Blessed is the man that feareth the LORD, that delighteth greatly in his commandments. Wealth and riches shall be in his house: and his righteousness endureth for ever. Psalm 112:1, 3
What about you? What kind of person did/do you desire to marry?!
Copyright© Ugochi Oritsejolomisan 2012
Christina MorleyPosted at 19:56h, 01 October
This was a beautiful post about your husband. We were/are in the same situation. God has been faithful.

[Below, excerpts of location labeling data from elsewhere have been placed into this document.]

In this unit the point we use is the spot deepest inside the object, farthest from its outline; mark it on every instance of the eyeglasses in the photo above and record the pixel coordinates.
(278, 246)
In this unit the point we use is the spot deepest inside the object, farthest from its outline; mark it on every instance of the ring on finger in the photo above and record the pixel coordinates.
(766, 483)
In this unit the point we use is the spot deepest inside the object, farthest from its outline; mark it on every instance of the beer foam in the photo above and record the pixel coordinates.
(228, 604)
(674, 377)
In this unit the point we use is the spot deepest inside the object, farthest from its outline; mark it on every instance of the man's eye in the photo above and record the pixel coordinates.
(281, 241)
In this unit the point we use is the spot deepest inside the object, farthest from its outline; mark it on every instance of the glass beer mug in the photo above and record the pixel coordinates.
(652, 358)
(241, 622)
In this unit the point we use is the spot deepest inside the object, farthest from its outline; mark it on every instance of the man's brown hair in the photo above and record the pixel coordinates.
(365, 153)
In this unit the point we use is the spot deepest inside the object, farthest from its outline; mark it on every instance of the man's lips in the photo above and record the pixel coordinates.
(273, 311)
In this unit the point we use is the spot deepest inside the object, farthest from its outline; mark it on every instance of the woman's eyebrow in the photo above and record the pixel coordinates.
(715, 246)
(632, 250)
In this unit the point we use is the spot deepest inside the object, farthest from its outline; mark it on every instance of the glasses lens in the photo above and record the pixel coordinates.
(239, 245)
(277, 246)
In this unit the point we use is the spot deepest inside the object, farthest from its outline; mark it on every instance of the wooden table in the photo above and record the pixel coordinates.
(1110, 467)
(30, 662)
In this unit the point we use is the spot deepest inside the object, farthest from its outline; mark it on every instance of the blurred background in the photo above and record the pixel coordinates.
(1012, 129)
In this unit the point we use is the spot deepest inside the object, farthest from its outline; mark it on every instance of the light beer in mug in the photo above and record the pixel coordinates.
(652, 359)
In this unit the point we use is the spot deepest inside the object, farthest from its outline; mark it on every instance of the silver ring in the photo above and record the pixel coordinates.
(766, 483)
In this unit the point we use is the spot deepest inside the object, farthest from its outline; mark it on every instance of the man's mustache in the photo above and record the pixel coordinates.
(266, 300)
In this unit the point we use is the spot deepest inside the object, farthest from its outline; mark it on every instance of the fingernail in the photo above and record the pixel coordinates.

Ugochi JolomiPosted at 12:42h, 24 March
Yes indeed, He is always faithful to those whose intents are right. Thanks for coming by Christina! I am really sorry for this overly late response.
RachelPosted at 23:50h, 30 September
I married a man who I knew was passionate about God and His Word…and who I could respect for his character. The inside is important, for sure!
Ugochi JolomiPosted at 12:44h, 24 March
Very important Rachel! Thanks for coming by and please pardon my terribly late response, I kind of forgot this.
morganPosted at 20:21h, 30 September
what a sweet post! i feel the same way about my husband! it’s so sad the amount of people that get married based on what’s on the inside. it really is who they are on the inside that matters the most!
Ugochi JolomiPosted at 12:46h, 24 March
It is really sad Morgan, people ignore the important things these days. Thanks for coming by and leaving this note. I am so sorry for responding so late, thank God for prompting me to take a look at this post.
Marci SmithPosted at 23:02h, 29 September
I wanted to marry a man who loved ME and loved family. God gave me that plus so much more. 🙂
I found you through the Saturday hop. I’m now following you.
UgochiPosted at 07:10h, 30 September
God always does exceedingly and abundantly more than we can ask or think doesn’t He?
Thanks for coming by Marci, I really appreciate it and I hope you will come by often. Do have a super blessed day!
Monicas Mom MusingsPosted at 12:53h, 29 September
I married a man who I saw go to the ends of the earth to protect me.
Monicas Mom MusingsPosted at 12:54h, 29 September
By the way I’m visiting from SITS Saturday Sharefest
UgochiPosted at 07:13h, 30 September
Wow! That is so sweet Monica, I am glad to know we still have many men like that. Thanks a lot for coming by, I truly appreciate your visit and I hope you will come by often. Do have a super blessed day!